Time To Mine the Data

Or is it “mind” the data? Last week I read a blog post by Stacey Armstrong (CS News – Video Game Data Mining) that linked to an article about how game companies collect and use the data they collect while people play their games online. (Video Game Data Mining) This is going to be a discussion topic for his computer classes this year. And a great one it is. As we discuss ethical issues in computing how companies collect and use data is an important topic.

I knew that game developers collected and used game play data during testing and development of games already. This has been a topic at a number of conferences (Foundations of Digital Games (FDG) Conference Series) I have attended. By looking at the data they can determine if part of a game is too difficult or too easy. It turns out both upset gamers. They can evaluate mazes, characters, and pretty much any aspect of the game play. This helps contribute to making games better. I hadn’t heard about studying data once a game was released though. It does make sense of course. There are also privacy concerns as there are with almost all data collection these days. The data can be collected without saving personally identifiable information and stored safely to protect the users. This has to be done deliberately and carefully of course. Not long ago Google came under some serious criticism for collecting too much and too detailed information about wireless access points for example. (Google: Oops, we spied on your Wi-Fi) Even with good intentions too much data, especially in the wrong hands or with improper protections and security, can become a real problem.

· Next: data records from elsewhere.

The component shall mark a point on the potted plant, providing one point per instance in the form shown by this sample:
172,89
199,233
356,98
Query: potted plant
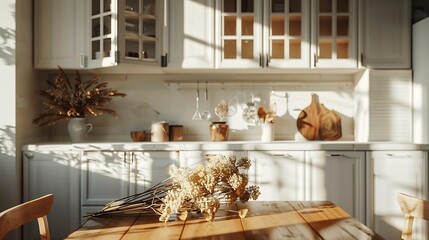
74,101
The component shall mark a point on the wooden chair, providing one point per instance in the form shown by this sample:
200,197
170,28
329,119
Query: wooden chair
412,207
19,215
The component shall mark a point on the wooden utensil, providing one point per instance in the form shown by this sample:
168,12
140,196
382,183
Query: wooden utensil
308,120
329,124
316,122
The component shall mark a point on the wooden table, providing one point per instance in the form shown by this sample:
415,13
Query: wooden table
265,220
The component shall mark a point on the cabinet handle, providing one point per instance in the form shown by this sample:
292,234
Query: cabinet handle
29,155
82,60
336,155
398,155
267,60
282,155
315,59
164,60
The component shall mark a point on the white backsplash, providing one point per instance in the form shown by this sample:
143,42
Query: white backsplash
148,97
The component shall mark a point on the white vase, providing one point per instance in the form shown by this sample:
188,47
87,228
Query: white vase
267,132
78,129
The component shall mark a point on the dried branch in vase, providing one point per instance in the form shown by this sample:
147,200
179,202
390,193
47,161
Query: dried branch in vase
200,189
64,99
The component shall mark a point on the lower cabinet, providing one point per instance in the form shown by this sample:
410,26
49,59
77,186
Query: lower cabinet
55,172
338,177
110,175
280,175
393,172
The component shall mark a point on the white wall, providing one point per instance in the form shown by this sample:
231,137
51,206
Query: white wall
9,185
177,106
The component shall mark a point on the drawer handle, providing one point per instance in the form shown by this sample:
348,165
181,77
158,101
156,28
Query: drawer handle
398,155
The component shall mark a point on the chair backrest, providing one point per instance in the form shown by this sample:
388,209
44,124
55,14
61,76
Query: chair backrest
19,215
412,207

As a society we are collecting more and more data all the time. Terms like “data mining” and “business intelligence” are becoming part of the vocabulary of business schools, marketing courses, MBA programs and pretty much though out industry. Scientists in all fields are also swimming in huge data sets with amazing potential. Computer scientists are the ones who are going to be the ones making since of all this data possible. We’re going to have to understand the technical aspects of all this for sure. But we also need to make sure that the computer scientists working on all this data are aware of the ethical considerations as well. Ethics is not something people can outsource or depend on others to decide for them. Many times it takes a greater technical background to help understand what the possibilities are than non-computer scientists can be expected to be aware of. Computer scientists will often have to explain the complexities and risks of various data collections. Likewise computer scientists will sometimes be dependent on experts in other fields for better understanding of what specific pieces of data really mean.

For all of these to work though there has to be a common ethics vocabulary. This is just one reason that all fields need to have some aspects of ethics discussion and training these days. And why it has to start young.